十二神将立像(巳神)
じゅうにしんしょうりゅうぞう ししん
概要
十二神将(じゅうにしんしょう) は、薬師如来(やくしにょらい)という仏が従える、12人の武装した守護神、いわばガードマン集団です。この像は十二神像のうち巳神(ししん)。十二支(じゅうにし)の中の「蛇 へび」を意味します。
ヒノキの木から彫り出し、全体に色を付けたた像です。よろいを身に着けた武将の姿で、肩をいからせ、目を見開き斜め下をぐっと見据えています。ひねった体、ひじを曲げて構えた左右の腕、外側に向けて踏み出した右足から、全身に込められた力や、筋肉の緊張が伝わってきます。ざんばらと振り乱した髪の表現も印象的です。そして、なんといっても頭の上、とぐろを巻いたヘビに注目してください。

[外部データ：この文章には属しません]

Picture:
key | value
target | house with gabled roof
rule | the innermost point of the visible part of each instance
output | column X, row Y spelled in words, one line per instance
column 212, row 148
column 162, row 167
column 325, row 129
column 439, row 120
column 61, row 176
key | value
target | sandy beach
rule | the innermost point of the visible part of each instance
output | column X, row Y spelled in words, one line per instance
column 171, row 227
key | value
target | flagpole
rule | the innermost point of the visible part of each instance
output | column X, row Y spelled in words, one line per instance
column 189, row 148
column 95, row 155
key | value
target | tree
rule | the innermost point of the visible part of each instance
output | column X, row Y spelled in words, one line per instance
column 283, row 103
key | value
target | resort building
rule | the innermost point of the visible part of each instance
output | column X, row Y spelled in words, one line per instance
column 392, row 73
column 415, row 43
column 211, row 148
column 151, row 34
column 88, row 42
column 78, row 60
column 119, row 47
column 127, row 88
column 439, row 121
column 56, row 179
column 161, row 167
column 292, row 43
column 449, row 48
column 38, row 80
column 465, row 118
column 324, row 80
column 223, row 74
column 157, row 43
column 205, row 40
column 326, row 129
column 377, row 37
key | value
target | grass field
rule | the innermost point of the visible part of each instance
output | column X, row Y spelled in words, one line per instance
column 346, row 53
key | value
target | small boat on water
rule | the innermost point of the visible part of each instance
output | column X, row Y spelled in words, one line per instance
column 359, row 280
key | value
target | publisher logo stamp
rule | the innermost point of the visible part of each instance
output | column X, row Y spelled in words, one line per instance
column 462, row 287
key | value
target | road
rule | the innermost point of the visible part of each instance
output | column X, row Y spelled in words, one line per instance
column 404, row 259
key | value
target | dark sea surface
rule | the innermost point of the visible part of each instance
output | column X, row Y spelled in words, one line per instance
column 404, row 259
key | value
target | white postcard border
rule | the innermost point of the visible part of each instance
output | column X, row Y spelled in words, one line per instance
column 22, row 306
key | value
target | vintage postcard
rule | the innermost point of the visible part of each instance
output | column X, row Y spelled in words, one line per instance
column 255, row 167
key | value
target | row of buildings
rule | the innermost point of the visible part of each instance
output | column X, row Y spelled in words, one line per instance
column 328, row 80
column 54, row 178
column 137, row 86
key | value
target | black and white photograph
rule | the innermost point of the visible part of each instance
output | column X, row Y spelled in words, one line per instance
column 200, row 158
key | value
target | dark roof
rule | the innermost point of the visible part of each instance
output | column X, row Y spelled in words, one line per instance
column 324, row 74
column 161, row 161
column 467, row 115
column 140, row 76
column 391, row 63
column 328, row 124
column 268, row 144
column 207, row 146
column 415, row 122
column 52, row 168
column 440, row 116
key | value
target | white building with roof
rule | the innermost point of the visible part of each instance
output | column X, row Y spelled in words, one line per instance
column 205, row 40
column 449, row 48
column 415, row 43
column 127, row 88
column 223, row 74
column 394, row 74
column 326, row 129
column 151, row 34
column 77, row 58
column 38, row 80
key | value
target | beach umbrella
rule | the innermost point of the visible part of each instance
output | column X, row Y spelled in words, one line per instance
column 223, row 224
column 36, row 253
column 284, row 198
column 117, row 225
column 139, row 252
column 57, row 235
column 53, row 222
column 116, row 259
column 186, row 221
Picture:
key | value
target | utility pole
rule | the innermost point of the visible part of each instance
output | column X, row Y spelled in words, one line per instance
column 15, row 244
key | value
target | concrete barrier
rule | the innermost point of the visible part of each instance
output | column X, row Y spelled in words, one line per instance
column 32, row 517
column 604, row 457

空間の奥行を感じさせる体の動き、リアルな表情、シャープで整った形は、有名な運慶に代表されるような、12世紀末期ころより起こった彫刻の表現の特徴を表しており、新しい時代のおとずれを告げています。ダイナミックな動きとともに、鮮やかに残る彩色も大きな見どころです。
もともとセットであった12の神将像は、すべて今も残っており、それぞれの頭には、おなじように、十二支(じゅうにし)の動物が表されています。東京国立博物館は12体のうち5体を所蔵します。12という数字は、薬師如来が人々を救うために立てた12の誓いに対応したものです。また東アジア地域では、古くから時間や方角を12に区分し、それぞれに12種類の動物を当てはめる風習がありました。現代に生きる私たちにも、十二支(じゅうにし)はなじみぶかいものでしょう。この十二支が薬師如来のガードマンたちにも割り振られました。いつでもどの方向にも、彼らが目を光らせているのです。